Seattle took the minimum wage debate into its own hands Monday as local policymakers approved a gradual increase of the city’s minimum wage to $15 an hour, which will make it the highest in the country. At $9.32, Washington’s hourly minimum is already the highest for any state in the U.S.
The vote underscores efforts nationwide by cities and states to increase pay on the local level as the federal minimum wage debate in the nation’s capital divides policymakers. And the effort could gain momentum as the national conversation on income inequality and its economic consequences intensifies.
“It sends a big signal that people are fed up with the stagnant wages that we’ve seen,” says Heidi Shierholz, an economist at the Washington, District of Columbia-based Economic Policy Institute. “In this country, we used to see overall economic growth at the high end, at the middle and at the bottom. Since the 70’s, it’s really changed. We’ve continued to have overall economic growth, but it’s been captured by this thin slice at the top and you’ve seen real stagnation for the vast majority.”
As part of their platform for midterm elections, House and Senate Democrats, backed by President Barack Obama, are pushing for an increase to $10.10 from the current federal minimum wage of $7.25 an hour, which it’s been since July 2009.
“Every year that goes by without an increase, workers are effectively seeing a pay cut because wages are staying the same but the cost of living is going up,” says Tsedeye Gebreselassie, a staff attorney at the National Employment Law Project in New York.
The federal minimum wage was $5.15 for about 10 years leading up to 2007, after which time Congress voted to raise the hourly wage to $7.25 in graduated steps.
“In that decadelong period, you saw over 20 states take action to raise the minimum wage on the state level,” Gebreselassie says. “What we’re seeing now is the same thing, with the addition of cities doing it and both states and cities shooting for much more robust minimum wage levels than they have in the past.”
Opponents of a federal minimum wage increase say it’ll cost jobs, especially for lower-wage workers, as businesses would be more reticent to hire with the increased cost of labor. An August 2013 Pew Research study showed Republicans are about evenly divided on the topic.

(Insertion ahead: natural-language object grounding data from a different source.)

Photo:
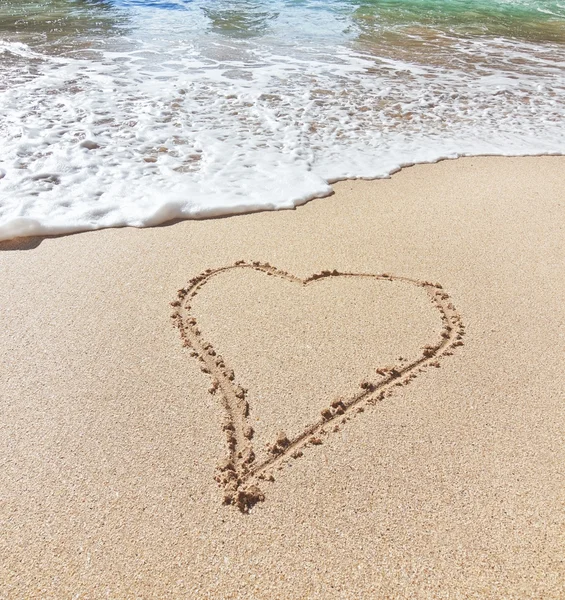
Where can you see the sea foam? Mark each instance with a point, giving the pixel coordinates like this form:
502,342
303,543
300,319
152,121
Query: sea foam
140,132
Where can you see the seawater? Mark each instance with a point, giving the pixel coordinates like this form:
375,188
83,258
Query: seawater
135,112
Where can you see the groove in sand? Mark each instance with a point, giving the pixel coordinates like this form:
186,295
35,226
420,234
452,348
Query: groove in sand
240,474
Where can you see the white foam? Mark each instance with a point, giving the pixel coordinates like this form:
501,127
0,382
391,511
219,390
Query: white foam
145,135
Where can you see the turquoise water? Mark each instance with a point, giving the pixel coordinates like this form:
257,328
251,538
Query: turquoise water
134,112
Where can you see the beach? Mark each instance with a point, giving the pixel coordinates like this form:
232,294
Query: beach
113,437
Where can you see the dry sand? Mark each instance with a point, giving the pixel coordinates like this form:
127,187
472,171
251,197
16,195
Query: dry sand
450,487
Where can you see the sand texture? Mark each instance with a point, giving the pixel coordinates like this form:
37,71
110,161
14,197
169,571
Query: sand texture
361,398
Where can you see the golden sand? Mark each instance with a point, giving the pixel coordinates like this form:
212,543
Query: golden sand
370,405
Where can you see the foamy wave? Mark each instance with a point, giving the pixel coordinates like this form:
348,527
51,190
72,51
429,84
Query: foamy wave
143,136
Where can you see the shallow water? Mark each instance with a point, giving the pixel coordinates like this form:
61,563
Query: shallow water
136,112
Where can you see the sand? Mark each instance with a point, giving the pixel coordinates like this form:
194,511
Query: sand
370,405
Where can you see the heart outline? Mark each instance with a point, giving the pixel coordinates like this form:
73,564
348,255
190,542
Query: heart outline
239,474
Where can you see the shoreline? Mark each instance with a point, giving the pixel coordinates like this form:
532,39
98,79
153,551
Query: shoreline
453,485
26,224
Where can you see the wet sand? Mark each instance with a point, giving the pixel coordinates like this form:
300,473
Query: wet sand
376,391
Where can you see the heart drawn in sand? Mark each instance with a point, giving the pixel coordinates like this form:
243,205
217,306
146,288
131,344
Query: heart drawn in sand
241,473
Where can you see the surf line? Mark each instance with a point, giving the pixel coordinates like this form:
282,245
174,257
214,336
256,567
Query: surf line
240,475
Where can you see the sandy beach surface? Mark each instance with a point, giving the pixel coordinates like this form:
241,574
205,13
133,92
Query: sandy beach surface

Arkansas, Georgia, Minnesota and Wyoming all have minimum wages set lower than the federal minimum of $7.25 an hour, according to the Labor Department. When the state minimum is set lower, workers are paid according to the federal minimum. Twenty-two states, plus the District of Columbia, all have current minimum wages of at least $8.
So far in 2014, Connecticut, Delaware, Hawaii, Maryland, Minnesota, West Virginia and the District of Columbia have voted to raise their minimum wages, according to the National Conference of State Legislatures. Michigan’s is the first Republican-led legislature to have done so.
Another city to recently raise its minimum wage is San Francisco; as of Jan. 1, 2014, it stands at $10.74 an hour.
The move by individual cities to increase their minimum wage could be a drag on the competitiveness of businesses within the city limits, says Gary Burtless, a senior fellow of economic studies at the Brookings Institution in the District.
“It is going to force the city mothers and fathers of Seattle to think hard about the possible loss of businesses to the suburbs,” he says. “Because if there’s a big gap between the legal minimum in an adjacent suburb and in Seattle proper, then some businesses in Seattle are going to be hurt and businesses across the [city’s] border are going to be helped.”
Burtless says an increase on the federal level could mean “these adverse consequences are minimized.”
He and Shierholz are among 600 economists who earlier this year signed a letter addressed to Obama and congressional leaders urging for an increase of the federal minimum wage to $10.10, saying that it would provide a boost to the economic recovery.
“A minimum-wage increase could have a small stimulative effect on the economy as low-wage workers spend their additional earnings, raising demand and job growth, and providing some help on the jobs front,” the letter read.